Теперь настала моя очередь недоговаривать, и все из-за недавних воспоминаний, вернувшихся, чтобы повергнуть меня в печаль. Я увидела свою мать, уходившую от меня в тот последний день. «Мамочка, позволь мне обнять тебя!» Кладбище в день ее похорон. Кладбище Святого Иосифа, заполненное маленькими могилами, – место последнего упокоения бедняков ирландцев и бедняков немцев. Повсюду горы цветов. А я смотрю в небо и думаю, что это никогда-никогда не изменится, что эта боль никогда не пройдет, что в этом мире никогда больше не будет света.

Я встряхнулась, отогнав от себя мрачные мысли, и подняла на него глаза.

Он внимательно изучал меня и, казалось, сам страдал от боли. Меня это взволновало. Я снова попыталась ухватить самое главное, отбросив все остальное в сторону, оставив лишь то, что нужно было осознать и постараться выразить.

– Думаю, теперь мне понятно, – сказала я, чувствуя волну облегчения. Волну любви. – Вот ты зато ничего не понимаешь. А жаль.

Я забыла об осторожности. Думала только о том, что пыталась постичь, а не о том, чтобы кому-то досадить или доставить удовольствие. Мне хотелось только достучаться до него, чтобы он понял и принял это.

– Так просвети же меня, – насмешливо сказал он.

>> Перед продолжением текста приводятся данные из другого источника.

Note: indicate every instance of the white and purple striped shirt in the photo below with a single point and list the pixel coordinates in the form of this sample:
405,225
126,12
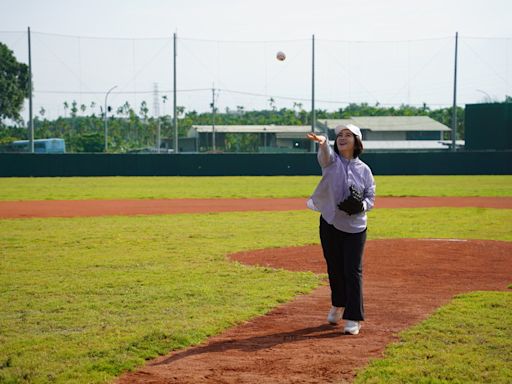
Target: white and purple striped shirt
338,174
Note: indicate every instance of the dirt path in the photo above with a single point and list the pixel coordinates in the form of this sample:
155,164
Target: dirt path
405,281
72,208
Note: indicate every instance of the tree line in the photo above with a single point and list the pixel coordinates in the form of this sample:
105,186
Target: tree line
132,130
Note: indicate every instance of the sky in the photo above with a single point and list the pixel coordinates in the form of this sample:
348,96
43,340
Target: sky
387,52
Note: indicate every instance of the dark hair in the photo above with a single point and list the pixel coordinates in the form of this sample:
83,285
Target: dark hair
358,146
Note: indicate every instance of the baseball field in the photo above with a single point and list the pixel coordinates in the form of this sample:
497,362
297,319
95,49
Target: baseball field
240,295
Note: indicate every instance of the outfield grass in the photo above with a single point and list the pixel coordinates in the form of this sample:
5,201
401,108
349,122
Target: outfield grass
74,188
84,299
466,341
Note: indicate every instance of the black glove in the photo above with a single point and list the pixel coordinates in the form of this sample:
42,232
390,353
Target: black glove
352,204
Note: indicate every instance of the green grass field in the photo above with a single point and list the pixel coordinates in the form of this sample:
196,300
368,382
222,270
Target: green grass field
85,299
72,188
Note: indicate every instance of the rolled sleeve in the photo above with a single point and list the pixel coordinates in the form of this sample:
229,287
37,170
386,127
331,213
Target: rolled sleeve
369,193
325,154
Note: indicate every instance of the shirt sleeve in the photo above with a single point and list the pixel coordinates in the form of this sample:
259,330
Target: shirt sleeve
369,192
326,155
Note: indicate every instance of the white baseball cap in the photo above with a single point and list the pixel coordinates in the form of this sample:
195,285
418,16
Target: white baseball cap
351,127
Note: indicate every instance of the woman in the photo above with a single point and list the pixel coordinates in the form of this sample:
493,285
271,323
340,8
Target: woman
343,196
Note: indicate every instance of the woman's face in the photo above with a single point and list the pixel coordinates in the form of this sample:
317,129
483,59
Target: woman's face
345,141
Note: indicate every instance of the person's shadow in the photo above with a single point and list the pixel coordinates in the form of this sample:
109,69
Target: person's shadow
256,343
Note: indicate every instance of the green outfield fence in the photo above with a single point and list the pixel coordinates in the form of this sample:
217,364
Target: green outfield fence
386,163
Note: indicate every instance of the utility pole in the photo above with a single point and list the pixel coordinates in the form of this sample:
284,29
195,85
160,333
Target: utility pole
213,117
454,112
313,113
106,120
175,119
31,120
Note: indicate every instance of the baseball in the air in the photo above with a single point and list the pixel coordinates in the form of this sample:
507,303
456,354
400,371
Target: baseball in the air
280,56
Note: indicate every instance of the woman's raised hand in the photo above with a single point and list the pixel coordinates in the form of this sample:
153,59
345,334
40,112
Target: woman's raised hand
318,138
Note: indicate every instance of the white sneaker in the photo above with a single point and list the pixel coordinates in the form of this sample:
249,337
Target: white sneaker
352,327
334,315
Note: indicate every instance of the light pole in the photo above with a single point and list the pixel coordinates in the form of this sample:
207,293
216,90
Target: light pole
106,112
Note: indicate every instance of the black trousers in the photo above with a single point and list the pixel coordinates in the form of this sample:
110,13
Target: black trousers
343,253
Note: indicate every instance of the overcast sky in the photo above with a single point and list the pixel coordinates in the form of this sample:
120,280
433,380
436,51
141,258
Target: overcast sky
275,22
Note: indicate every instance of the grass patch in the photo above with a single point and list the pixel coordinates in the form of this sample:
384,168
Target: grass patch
466,341
85,299
460,223
80,188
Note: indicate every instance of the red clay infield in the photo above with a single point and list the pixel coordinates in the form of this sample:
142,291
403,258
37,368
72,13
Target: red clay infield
71,208
405,281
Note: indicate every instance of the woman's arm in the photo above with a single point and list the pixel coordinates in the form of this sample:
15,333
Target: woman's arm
325,154
369,191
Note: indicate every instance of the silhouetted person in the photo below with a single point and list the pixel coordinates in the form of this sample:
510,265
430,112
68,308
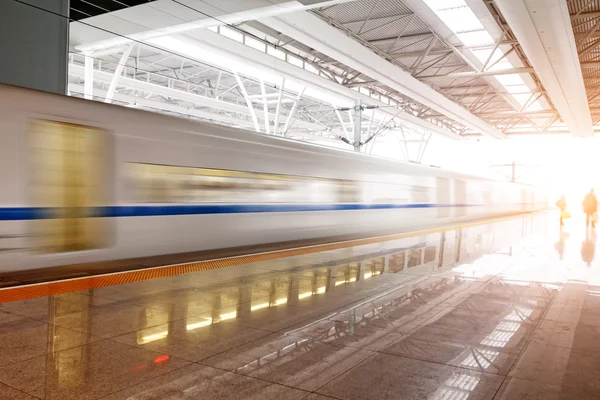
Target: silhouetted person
560,245
562,205
590,206
588,248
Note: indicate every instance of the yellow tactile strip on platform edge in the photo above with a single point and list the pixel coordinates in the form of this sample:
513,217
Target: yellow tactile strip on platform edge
98,281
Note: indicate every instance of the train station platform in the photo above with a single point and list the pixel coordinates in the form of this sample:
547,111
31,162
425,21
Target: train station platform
507,309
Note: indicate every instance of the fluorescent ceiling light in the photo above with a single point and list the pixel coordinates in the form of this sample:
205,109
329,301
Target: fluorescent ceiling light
219,60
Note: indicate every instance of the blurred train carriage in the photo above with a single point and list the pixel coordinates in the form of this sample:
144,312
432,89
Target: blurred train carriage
84,181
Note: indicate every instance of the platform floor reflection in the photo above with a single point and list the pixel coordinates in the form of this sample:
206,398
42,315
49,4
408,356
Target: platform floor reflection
500,311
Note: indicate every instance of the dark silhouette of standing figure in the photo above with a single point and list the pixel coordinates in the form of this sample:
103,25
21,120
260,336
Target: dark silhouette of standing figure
588,248
590,206
561,244
562,205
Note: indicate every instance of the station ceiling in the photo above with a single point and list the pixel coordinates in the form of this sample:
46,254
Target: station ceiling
459,68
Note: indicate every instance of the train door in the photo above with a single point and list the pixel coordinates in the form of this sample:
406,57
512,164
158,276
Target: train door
460,198
68,170
443,197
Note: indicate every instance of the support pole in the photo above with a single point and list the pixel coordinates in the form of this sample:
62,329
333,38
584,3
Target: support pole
288,121
248,101
278,109
265,106
88,78
339,115
117,74
357,125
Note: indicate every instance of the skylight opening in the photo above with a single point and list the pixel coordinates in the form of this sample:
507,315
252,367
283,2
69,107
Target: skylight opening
463,22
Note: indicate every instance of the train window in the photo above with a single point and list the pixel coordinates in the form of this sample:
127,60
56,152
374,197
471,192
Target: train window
460,198
171,184
443,197
374,267
429,255
346,273
414,258
69,171
396,262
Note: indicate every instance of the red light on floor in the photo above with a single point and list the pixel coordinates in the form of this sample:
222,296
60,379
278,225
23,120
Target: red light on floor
161,359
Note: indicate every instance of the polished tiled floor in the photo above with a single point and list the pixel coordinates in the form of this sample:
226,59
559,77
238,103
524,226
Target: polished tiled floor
508,311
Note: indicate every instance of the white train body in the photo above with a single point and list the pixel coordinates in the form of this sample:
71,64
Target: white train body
83,181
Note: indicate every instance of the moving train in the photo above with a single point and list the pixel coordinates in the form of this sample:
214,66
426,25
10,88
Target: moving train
83,181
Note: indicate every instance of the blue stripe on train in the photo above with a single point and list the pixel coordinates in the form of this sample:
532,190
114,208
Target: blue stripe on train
28,213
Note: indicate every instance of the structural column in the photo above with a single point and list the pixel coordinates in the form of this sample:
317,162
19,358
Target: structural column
357,125
34,36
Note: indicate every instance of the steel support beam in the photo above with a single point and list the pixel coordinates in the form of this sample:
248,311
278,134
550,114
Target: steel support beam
265,106
117,74
241,53
475,74
160,90
311,30
248,102
357,125
88,78
545,33
288,121
278,108
585,15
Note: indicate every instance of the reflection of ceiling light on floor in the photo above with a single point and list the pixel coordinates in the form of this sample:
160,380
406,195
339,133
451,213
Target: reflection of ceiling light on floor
259,306
154,337
196,325
230,315
281,301
484,358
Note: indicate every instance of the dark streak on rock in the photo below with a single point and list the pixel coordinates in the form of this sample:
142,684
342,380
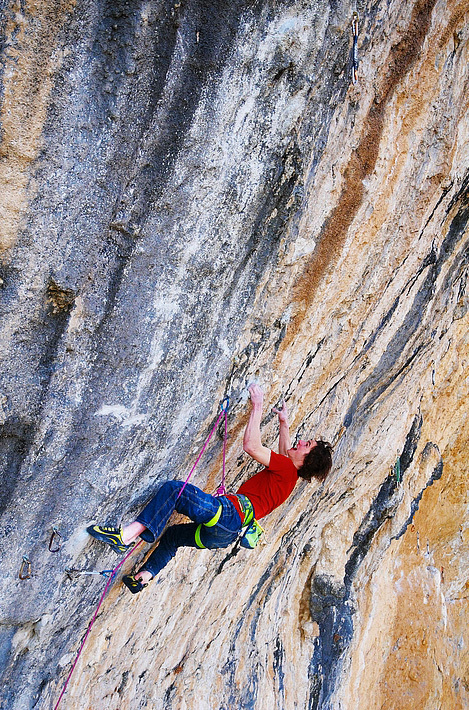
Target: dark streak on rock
435,475
400,60
331,605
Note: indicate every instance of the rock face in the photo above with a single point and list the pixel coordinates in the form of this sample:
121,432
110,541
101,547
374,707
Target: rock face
194,195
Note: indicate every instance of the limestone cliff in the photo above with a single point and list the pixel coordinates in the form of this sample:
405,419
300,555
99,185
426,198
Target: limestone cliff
195,194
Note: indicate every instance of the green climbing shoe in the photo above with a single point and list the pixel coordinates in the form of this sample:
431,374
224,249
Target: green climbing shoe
134,585
111,536
252,535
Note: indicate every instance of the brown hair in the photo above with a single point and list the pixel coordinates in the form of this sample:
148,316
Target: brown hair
317,463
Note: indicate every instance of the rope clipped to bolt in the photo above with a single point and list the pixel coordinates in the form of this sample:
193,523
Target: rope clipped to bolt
111,574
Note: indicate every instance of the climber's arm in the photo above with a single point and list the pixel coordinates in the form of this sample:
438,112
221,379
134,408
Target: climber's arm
284,441
252,443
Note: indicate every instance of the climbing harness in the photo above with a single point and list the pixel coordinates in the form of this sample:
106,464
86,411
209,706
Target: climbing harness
25,569
112,573
55,541
355,47
252,535
247,509
397,470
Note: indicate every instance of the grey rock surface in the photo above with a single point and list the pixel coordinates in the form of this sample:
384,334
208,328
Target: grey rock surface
195,195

Ужасная боль накрыла меня с головой – слишком огромная и всепоглощающая, чтобы быть пронзительной. Она полностью завладела мною. Я взглянула на него в мольбе и разомкнула губы, собираясь заговорить, признаться, попробовать вместе с ним найти определение этой боли и высказать его вслух. Но как охарактеризовать эту боль, это чувство ответственности, осознанный факт, что кто-то в этом мире стал причиной ненужных горестей и разрушения и уже ничего нельзя переделать – нет, никогда не переделать; мгновения навсегда потеряны, они остались только в памяти, искаженные и болезненные, и тем не менее есть что-то гораздо более тонкое, гораздо более значительное, что-то подавляющее и запутанное, о чем мы оба знаем – он и я… Он исчез.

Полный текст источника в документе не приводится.